Subject: RelCache (aka ELF prebinding) news
To: None <tech-userlevel@netbsd.org>
From: Bang Jun-Young <junyoung@netbsd.org>
List: tech-userlevel
Date: 12/01/2002 14:28:20
Hi folks,

I have finally made the first working implementation of ELF prebinding
"V2" available (I named it "RelCache" ;-). Here's some description on how
it performs well, how it works, how you can install it on your machine,
etc.

Benchmark
*********

A simple benchmark result with execloop shows that ld.elf_so loads
execloop in 30% less time. It was done on an Athlon XP 1800+/256MB DDR
machine.

$ time ./execloop 9999

	w/o RelCache	w/ RelCache
	  5.184s	  3.623s

For comparison, statically linked execloop took 0.967s. (Note: NetBSD's
fork/exec path for dynamically linked binary is rather unoptimized and
needs to be addressed.)

I expect much more gain with running Mozilla/KDE/GNOME with RelCache, but
haven't had time to do that myself.

Stability
*********

For normal, non-RelCached binaries, ld.elf_so works as stable as the current
one.

I had no problem with building GENERIC kernel with RelCached toolchain.
No further testing was performed, however.

Technial details
****************

When environment variable LD_PREBIND is set to some value, RelCached 
ld.elf_so(1) saves relocated segments (and part of .bss section as well, if
needed) to a disk file in /var/db/relcache as follows:

total 640
-rw-r--r--  1 root  wheel  118784 Dec  1 02:01 32471a77a73c871694e426bc1ed0395a
-rw-r--r--  1 root  wheel   32768 Dec  1 02:00 6f0e619c215d700c5a7d1d53b293da88
-rw-r--r--  1 root  wheel   32768 Dec  1 02:00 aa494b7df6268afd5317ce6deaf83a7e
-rw-r--r--  1 root  wheel  118784 Dec  1 02:01 b722a86c497416e587ec11b01f81728f

The next time the same binary is executed, ld.elf_so checks if there are
modifications in objects by comparing md5 checksum, starting address, etc.,
and if not, it reads a RelCache file and mmaps (overlays) it on the 
appropriate memory region.

With RelCached executables and shared objects, there are no data fixup
and relocation performed on process startup, and as a result, things are
loaded (much) faster.

How to use
**********

!! You must be root to perform prebinding !!

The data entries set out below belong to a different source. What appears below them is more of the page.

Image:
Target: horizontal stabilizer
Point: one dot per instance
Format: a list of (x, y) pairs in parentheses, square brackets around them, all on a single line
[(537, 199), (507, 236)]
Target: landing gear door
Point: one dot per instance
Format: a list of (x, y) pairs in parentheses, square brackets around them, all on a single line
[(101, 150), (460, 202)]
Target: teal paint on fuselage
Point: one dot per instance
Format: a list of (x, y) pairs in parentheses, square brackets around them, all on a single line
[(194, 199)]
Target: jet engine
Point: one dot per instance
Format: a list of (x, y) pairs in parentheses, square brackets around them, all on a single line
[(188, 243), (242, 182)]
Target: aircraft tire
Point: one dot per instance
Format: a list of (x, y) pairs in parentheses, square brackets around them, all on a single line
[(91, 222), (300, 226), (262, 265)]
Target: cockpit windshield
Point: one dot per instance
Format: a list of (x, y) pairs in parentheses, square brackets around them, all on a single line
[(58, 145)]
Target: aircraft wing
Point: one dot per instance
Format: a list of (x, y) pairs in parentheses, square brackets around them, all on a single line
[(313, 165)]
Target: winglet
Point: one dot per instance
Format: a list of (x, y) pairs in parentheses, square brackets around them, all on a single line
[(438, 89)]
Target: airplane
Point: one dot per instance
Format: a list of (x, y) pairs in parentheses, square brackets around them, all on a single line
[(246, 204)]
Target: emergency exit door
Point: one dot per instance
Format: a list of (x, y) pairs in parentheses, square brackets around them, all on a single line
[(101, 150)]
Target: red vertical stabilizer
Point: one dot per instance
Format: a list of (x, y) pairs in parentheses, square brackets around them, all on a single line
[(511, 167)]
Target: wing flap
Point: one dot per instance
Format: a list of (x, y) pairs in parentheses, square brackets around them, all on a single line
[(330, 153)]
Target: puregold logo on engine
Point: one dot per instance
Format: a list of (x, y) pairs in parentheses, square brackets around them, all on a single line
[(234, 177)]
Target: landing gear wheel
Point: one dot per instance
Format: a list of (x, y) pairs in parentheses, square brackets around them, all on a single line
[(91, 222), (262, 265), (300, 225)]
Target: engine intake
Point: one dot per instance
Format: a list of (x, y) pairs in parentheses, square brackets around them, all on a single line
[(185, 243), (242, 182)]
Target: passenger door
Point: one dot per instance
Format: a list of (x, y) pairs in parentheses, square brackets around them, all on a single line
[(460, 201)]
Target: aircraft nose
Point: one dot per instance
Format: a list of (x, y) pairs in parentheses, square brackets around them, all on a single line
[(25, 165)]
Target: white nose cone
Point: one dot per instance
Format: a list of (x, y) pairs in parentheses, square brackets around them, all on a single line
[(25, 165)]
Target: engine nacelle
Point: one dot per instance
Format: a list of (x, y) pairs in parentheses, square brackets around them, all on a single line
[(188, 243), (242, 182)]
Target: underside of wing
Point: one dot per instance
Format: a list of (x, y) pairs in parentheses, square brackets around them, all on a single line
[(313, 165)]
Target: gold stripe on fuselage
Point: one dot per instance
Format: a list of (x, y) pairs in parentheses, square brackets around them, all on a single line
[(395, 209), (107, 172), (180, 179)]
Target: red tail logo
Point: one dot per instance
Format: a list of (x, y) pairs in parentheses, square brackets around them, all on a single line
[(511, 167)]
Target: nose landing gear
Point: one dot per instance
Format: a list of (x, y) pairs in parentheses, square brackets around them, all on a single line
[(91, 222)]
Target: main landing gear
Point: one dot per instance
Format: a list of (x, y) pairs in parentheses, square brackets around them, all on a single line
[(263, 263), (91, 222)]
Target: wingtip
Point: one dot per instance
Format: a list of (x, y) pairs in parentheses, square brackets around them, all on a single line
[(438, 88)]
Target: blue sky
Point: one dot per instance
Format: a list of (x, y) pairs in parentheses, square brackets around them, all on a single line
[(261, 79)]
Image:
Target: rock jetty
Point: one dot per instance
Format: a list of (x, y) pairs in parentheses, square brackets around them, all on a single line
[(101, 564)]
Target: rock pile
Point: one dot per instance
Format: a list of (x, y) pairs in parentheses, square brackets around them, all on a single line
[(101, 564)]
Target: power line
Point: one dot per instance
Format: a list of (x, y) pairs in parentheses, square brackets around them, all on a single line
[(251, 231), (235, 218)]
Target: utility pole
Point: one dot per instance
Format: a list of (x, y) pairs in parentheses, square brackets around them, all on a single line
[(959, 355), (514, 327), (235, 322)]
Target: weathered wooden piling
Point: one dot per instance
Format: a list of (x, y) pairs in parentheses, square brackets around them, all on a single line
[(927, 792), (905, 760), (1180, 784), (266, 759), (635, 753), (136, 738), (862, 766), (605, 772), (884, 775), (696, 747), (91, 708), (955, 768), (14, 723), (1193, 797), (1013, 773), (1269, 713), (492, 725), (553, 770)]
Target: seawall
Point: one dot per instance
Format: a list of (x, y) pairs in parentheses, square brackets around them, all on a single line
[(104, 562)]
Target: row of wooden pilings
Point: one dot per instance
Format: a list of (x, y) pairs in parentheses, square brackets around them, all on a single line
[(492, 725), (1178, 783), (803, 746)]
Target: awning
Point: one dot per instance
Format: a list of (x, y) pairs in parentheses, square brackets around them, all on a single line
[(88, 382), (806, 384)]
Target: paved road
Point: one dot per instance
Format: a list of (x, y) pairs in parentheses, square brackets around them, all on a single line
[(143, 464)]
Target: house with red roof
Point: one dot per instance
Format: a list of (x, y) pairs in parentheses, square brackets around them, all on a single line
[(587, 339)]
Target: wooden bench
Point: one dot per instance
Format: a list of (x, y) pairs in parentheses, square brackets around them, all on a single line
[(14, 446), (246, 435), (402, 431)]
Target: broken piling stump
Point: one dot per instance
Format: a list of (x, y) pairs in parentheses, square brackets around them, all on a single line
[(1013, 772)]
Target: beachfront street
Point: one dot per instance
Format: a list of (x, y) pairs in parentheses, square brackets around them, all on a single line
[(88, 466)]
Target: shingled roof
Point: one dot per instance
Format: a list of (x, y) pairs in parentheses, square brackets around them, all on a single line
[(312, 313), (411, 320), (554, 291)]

First, you should put appropriate md5 string in an executable you want to
"cache" and shared objects it depends on (eventually this should be 
integrated into ld(1) but I haven't succeeded yet). If there's any of
objects which doesn't contain .cksum section and valid checksum, ld.elf_so
won't perform prebinding on the binary.

Say you want to prebind /bin/ls. Type:

# prebind /bin/ls
Writing MD5 (/bin/ls) = 98ba26bb8aa39962576eb91a3b26b385
Writing MD5 (/lib/libc.so.12) = 4abb37378996d666336f5ae20587fc2e

prebind automatically writes md5 strings to required shared objects. md5
string is also used as the name of RelCache file.

Now you should run /bin/ls with LD_PREBIND set:

# LD_PREBIND=1 /bin/ls

If you want to see debug messages, set LD_DEBUG=1 as well.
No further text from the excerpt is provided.